Pearson Correlation in Haskell

Question 1

As an exercise to help me learn Haskell, I decided to write a small "program" to find the Pearson Correlation Coefficient for 2 lists of numbers. I'm pretty unhappy with how it turned out, because I feel like the typing is a mess, and it is difficult to read.

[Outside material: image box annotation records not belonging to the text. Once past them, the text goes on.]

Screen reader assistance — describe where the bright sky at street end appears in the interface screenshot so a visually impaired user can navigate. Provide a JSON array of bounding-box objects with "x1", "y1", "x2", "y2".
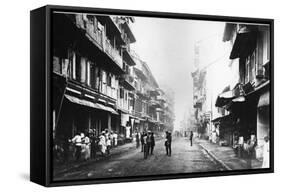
[{"x1": 131, "y1": 17, "x2": 224, "y2": 130}]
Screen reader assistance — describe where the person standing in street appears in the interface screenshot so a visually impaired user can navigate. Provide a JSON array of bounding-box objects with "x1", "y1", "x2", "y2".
[
  {"x1": 136, "y1": 131, "x2": 140, "y2": 148},
  {"x1": 82, "y1": 134, "x2": 91, "y2": 161},
  {"x1": 189, "y1": 131, "x2": 193, "y2": 146},
  {"x1": 143, "y1": 133, "x2": 148, "y2": 159},
  {"x1": 89, "y1": 129, "x2": 97, "y2": 158},
  {"x1": 262, "y1": 136, "x2": 269, "y2": 168},
  {"x1": 112, "y1": 132, "x2": 118, "y2": 147},
  {"x1": 141, "y1": 132, "x2": 144, "y2": 152},
  {"x1": 150, "y1": 132, "x2": 155, "y2": 155},
  {"x1": 146, "y1": 131, "x2": 151, "y2": 155},
  {"x1": 165, "y1": 131, "x2": 172, "y2": 156},
  {"x1": 99, "y1": 131, "x2": 106, "y2": 156}
]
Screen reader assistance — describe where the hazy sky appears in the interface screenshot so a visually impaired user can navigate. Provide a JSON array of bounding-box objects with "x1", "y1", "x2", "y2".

I was hoping that someone with experience would help me to improve my code, and tell me how they would have approached the problem.

import Data.List
summation :: (Integral a, Fractional b) => a -> a -> (a -> b) -> b
summation i n e = if (i < n)
 then (e i + summation (i+1) n e)
 else (e i)
mean :: (Real a, Fractional b) => [a] -> b
mean x = (1 / (genericLength x)) *
 (summation 1 (length x) (\i -> realToFrac (x !! (i-1))))
covariance :: (Real a, Fractional b) => [a] -> [a] -> b
covariance x y = (1 / (genericLength x)) *
 (summation 1 (length x) (\i -> ((realToFrac (x !! (i-1)) - mean x) * (realToFrac (y !! (i-1)) - mean x))))
stddev :: (Real a, Floating b) => [a] -> b
stddev x = ((1 / (genericLength x)) *
 (summation 1 (length x) (\i -> (realToFrac (x !! (i-1)) - mean x) ** 2))) ** (1/2)
pearson :: (Real a, Floating b) => [a] -> [a] -> b
pearson x y = covariance x y / (stddev x * stddev y)

Question 2

Each function on its own

Let us have a look at each of your functions first in solitude. What does summation do?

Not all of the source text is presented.